The Chazzan’s Legacy

In the early years of the twentieth century, Jews moved in huge numbers from East to West. Some ended up in Palestine, many went to America, and some landed in Bethnal Green. One of the latter was Moishe Skatzim, a young man with a fabulous voice and a lot of determination. Through hard work, supportive friends and a lot of chutzpah, within a few years Moishe had become one of the East End’s favourite cantors, and his fame began to spread. Soon he was performing at shuls up and down the country, from West Ham to West Didsbury, always drawing huge and adoring crowds. Adding elements of klezmer, comedy, and even jazz (his name, after all, was Skatzim), Moishe became something of a pop star on the synagogue circuit. Women would throw their shawls at him, and men would discreetly have the initials MS embroidered into their yarmulkes.

As well as a star, Moishe was a good man, and he wanted to give something back to the community which had helped him thrive. An orphan himself, Moishe felt a particular affinity with the orphans and urchins who peopled the East End, surviving as best they could from whatever they could beg or steal from their neighbourhood. So he took as many as he could under his wing: he clothed them, he fed them, he housed them, and he taught them everything he knew about music. Soon, Moishe’s orphans were singing and playing alongside their mentor at local weddings, bar mitzvahs and concerts.

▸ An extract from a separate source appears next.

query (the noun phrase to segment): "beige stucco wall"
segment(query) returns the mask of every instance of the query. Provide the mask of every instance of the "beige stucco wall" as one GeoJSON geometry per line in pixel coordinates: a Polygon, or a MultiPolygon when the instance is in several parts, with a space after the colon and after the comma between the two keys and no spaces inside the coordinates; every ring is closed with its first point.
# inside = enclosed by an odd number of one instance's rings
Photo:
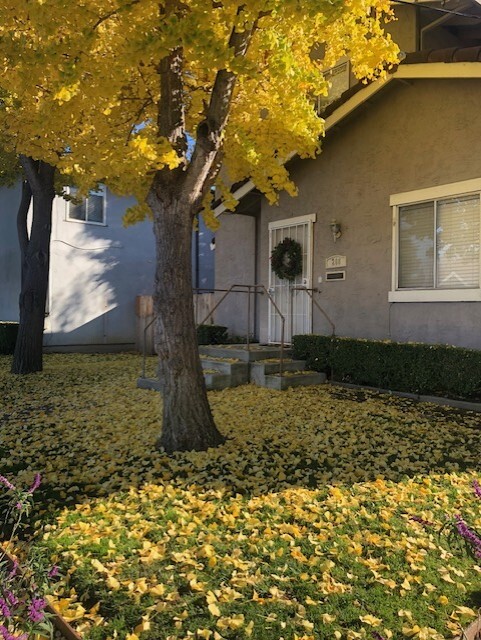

Moishe, despite his kind nature, had two weaknesses: tobacco and women, and it was clear to all that sooner or later at least one of them would catch up with him. In this case it was the cigarettes, and in his forties Moishe developed nodules in his throat which within months had rendered his glorious voice all but useless. Unable to perform, Moishe began to lose all self-esteem (and not a little money, as well). Moishe’s orphans became increasingly worried about him, and decided that it was time they stepped in to help. Putting all their old hustling skills to work, they began to collect money and clothes for Moishe, just as he had done for them years before. But cash and clothing only go so far, so what they chiefly collected was food. And as the most generous people in the neighbourhood tended to be bakers, the food they mostly collected was bread, and in particular bagels: poppy seed bagels, sunflower seed bagels, garlic bagels, gefilte fish bagels, latke bagels, even special passover bagels (a bit flatter than the others). Moishe’s orphans were also keen to continue his artistic legacy, and so they began to perform up and down the country, spreading the musical message that Moishe Skatzim had begun, calling themselves “Moishe’s Bagels”.